What is Shekhinah?

The Shekhinah (שכינה‎, šekīnah, Shekina(h)) is the English transliteration of a Hebrew word meaning “dwelling” or “settling” and denotes the dwelling or settling of the divine presence of God. This term does not occur in the Bible, and is from rabbinic literature.


The word shekhinah is not present in the Bible, and is first encountered in the rabbinic literature. The Semitic root means “to settle, inhabit, or dwell”. The root word is often used to refer to birds’ nesting and nests (“Every fowl dwells near its kind and man near his equal.”) and can also mean “neighbor” (“If two Tobiahs appeared, one of whom was a neighbour and the other a scholar, the scholar is to be given precedence.”)

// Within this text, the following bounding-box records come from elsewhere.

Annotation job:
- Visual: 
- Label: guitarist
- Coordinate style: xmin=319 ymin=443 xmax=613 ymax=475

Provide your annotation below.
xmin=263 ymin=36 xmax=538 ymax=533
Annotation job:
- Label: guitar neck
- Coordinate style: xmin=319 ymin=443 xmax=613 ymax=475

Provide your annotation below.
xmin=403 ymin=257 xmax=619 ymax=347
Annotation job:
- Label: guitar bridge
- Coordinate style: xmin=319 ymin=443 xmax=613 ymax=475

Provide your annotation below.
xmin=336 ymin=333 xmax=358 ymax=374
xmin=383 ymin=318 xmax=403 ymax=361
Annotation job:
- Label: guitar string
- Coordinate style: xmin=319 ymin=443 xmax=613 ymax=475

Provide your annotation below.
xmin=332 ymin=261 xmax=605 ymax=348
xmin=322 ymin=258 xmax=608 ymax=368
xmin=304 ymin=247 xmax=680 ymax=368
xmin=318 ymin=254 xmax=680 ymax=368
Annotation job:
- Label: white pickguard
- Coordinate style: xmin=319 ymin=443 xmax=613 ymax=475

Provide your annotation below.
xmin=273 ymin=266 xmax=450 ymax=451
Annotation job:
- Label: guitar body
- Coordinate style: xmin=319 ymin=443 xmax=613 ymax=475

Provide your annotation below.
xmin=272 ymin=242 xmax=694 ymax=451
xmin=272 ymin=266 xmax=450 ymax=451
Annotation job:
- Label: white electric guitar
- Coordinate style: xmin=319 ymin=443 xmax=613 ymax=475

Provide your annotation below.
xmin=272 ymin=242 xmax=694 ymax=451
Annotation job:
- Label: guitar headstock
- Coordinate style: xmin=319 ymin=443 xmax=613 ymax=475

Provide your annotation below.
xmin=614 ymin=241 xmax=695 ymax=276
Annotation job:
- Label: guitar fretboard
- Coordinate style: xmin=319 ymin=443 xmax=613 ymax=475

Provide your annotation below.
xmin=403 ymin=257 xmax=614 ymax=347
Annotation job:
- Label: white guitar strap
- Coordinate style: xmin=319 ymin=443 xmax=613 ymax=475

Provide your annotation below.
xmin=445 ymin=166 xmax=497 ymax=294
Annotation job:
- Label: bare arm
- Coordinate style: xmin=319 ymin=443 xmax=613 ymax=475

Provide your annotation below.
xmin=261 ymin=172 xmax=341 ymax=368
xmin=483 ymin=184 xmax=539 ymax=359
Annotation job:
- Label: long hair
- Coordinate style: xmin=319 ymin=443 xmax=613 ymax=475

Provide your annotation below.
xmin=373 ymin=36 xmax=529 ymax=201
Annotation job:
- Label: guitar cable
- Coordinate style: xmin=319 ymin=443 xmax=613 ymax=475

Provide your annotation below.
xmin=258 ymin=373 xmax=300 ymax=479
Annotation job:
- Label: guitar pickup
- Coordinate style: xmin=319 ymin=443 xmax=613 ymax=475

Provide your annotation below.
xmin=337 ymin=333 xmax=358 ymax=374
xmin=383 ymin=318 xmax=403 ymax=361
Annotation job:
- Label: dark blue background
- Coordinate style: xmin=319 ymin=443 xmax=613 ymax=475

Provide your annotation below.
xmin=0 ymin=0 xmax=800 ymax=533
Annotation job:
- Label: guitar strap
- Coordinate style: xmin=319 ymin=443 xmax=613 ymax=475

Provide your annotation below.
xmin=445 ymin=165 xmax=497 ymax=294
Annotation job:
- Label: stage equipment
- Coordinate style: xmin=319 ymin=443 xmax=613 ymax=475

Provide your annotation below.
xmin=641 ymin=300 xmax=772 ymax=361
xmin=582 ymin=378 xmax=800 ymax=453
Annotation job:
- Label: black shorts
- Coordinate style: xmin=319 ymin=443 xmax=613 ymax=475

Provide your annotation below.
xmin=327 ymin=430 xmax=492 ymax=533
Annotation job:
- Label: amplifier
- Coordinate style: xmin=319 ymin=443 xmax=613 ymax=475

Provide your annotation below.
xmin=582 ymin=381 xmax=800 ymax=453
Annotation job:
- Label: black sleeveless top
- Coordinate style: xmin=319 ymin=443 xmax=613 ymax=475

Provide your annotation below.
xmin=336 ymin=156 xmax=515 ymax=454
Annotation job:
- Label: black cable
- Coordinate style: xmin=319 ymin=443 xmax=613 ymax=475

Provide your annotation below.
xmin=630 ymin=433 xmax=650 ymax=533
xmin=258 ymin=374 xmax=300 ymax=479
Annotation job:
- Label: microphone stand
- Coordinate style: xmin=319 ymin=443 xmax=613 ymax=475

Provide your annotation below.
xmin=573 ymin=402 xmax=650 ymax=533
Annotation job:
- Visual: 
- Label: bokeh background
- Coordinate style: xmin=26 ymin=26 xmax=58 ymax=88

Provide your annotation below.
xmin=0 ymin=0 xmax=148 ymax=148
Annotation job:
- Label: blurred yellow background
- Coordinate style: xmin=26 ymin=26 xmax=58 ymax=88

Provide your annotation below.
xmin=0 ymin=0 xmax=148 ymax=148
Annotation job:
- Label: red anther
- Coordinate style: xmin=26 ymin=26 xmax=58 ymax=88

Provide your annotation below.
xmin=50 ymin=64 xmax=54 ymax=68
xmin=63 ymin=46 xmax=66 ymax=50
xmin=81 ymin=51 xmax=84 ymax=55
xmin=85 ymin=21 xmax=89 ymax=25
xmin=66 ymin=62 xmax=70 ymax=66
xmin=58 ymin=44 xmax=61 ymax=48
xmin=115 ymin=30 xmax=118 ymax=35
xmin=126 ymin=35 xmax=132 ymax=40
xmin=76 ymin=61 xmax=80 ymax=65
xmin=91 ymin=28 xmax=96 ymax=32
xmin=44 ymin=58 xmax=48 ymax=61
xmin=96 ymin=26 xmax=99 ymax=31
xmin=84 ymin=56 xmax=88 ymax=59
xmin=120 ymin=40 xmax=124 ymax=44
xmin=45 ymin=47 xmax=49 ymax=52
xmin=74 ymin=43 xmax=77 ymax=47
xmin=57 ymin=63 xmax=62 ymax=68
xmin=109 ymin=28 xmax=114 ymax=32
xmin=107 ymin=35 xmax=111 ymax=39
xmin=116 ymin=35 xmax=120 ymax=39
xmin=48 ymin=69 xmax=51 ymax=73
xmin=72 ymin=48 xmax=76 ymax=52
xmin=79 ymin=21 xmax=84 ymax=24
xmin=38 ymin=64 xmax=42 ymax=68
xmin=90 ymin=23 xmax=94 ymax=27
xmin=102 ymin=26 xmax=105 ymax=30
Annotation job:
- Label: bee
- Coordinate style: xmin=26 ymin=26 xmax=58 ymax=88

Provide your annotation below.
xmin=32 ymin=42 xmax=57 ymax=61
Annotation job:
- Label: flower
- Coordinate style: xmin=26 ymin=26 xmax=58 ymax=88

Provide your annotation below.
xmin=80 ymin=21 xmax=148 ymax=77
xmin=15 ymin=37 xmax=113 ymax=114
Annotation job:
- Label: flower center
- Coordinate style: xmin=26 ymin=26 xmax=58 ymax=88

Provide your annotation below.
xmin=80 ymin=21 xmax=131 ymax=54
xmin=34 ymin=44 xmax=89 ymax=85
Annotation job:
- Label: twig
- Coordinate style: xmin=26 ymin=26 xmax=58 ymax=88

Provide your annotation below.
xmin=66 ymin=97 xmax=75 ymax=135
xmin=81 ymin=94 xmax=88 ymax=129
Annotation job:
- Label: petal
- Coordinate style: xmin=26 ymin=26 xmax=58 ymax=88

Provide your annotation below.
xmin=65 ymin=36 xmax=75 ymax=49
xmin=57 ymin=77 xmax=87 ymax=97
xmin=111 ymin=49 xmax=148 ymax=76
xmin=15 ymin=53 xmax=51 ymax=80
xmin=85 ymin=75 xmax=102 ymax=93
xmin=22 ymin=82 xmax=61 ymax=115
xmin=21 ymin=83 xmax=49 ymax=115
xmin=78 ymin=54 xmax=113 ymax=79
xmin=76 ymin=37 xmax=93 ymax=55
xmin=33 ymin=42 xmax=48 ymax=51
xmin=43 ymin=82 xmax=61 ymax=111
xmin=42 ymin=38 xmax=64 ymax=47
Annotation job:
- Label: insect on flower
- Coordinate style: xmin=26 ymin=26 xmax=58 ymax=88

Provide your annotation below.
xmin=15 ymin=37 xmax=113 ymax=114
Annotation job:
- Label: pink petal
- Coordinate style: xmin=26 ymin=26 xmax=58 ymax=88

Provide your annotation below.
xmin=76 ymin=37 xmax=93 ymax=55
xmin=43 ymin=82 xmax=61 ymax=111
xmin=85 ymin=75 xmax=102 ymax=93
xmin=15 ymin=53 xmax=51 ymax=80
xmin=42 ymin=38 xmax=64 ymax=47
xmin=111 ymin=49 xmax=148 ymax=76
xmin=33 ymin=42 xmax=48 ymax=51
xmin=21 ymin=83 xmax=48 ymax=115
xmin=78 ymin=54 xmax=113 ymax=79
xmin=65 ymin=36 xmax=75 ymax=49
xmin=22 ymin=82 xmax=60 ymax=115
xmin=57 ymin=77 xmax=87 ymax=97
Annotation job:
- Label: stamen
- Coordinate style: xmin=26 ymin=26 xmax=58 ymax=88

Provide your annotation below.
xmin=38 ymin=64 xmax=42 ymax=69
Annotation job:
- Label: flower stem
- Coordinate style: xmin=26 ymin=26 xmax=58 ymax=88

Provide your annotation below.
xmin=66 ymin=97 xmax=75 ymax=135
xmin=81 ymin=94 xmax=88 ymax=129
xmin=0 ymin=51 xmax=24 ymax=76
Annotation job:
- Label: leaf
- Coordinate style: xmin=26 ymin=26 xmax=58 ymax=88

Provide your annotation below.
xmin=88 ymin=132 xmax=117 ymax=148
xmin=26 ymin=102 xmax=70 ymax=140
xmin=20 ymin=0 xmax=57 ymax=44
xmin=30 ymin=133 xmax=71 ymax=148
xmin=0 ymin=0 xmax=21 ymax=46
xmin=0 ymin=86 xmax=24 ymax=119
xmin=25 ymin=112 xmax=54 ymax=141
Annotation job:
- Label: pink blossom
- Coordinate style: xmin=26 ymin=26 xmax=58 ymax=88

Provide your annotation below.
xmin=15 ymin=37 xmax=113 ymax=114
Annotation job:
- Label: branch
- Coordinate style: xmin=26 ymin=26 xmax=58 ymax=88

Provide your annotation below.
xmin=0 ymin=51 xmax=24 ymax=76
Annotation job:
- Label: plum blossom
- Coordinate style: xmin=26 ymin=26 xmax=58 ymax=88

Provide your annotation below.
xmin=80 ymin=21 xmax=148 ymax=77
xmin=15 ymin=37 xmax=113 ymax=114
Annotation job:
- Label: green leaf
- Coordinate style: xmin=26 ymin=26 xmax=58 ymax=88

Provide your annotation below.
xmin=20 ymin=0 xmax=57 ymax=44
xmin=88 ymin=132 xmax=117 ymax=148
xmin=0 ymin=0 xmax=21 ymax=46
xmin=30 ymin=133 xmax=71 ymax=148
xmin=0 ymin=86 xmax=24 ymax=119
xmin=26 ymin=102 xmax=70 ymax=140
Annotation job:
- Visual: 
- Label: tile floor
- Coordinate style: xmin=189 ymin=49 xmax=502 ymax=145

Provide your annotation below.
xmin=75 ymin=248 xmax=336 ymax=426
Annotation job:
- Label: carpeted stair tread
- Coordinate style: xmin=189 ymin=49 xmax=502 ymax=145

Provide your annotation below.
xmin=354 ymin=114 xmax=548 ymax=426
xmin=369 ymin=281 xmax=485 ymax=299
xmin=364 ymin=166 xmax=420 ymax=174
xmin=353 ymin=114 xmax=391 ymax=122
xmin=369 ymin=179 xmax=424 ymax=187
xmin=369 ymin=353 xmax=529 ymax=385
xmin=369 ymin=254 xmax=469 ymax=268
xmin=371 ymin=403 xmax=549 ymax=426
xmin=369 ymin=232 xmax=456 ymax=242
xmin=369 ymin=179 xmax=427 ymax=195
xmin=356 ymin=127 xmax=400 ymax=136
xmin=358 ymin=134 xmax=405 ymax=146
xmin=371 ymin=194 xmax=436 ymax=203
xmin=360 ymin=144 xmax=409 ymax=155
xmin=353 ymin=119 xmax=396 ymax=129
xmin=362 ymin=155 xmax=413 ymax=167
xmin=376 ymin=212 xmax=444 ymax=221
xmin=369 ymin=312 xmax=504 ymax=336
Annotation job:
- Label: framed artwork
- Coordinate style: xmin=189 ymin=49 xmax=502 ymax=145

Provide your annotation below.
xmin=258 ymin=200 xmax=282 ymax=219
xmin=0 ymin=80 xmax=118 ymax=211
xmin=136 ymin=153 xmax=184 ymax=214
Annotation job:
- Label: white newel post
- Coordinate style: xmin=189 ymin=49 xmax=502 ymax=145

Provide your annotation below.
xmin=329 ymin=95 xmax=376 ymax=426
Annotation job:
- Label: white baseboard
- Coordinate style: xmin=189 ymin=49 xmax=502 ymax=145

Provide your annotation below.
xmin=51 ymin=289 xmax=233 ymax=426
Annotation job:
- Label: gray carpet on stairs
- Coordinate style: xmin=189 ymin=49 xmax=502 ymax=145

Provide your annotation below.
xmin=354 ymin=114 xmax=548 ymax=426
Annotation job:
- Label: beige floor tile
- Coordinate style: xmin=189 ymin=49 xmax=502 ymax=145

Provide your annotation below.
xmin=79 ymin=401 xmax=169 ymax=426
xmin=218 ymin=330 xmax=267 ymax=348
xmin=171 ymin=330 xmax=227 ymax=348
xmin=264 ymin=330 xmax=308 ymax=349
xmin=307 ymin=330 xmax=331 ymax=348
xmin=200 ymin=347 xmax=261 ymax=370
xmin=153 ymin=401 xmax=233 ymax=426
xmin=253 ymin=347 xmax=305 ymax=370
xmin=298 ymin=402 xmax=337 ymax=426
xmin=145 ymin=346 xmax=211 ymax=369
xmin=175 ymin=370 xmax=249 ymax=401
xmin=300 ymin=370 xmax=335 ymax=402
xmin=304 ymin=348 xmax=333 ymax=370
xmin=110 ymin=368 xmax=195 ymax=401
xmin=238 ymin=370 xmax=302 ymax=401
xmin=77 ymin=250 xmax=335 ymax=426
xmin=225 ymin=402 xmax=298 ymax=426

The word for the Tabernacle, mishkan, is a derivative of the same root and is used in the sense of dwelling-place in the Bible, e.g. Psalms 132:5 (“till I find a place for the LORD, a dwelling for the Mighty One of Jacob.”) and Numbers 24:5 (“How beautiful are your tents, Jacob, your dwelling places, Israel!” where the word for “your dwelling places” is mishkenotecha). In classic Jewish thought, the shekhinah refers to a dwelling or settling in a special sense, a dwelling or settling of divine presence, to the effect that, while in proximity to the shekhinah, the connection to God is more readily perceivable.

The concept is similar to that in the Gospel of Matthew 18:20, “Where two or three are gathered together in my name there am I in their midst. “Some Christian theologians have connected the concept of shekhinah to the Greek term parousia, “presence” or “arrival,” which is used in the New Testament in a similar way for “divine presence“.

In Judaism

The shekhinah represents the feminine attributes of the presence of God, shekhinah being a feminine word in Hebrew, based especially on readings of the Talmud.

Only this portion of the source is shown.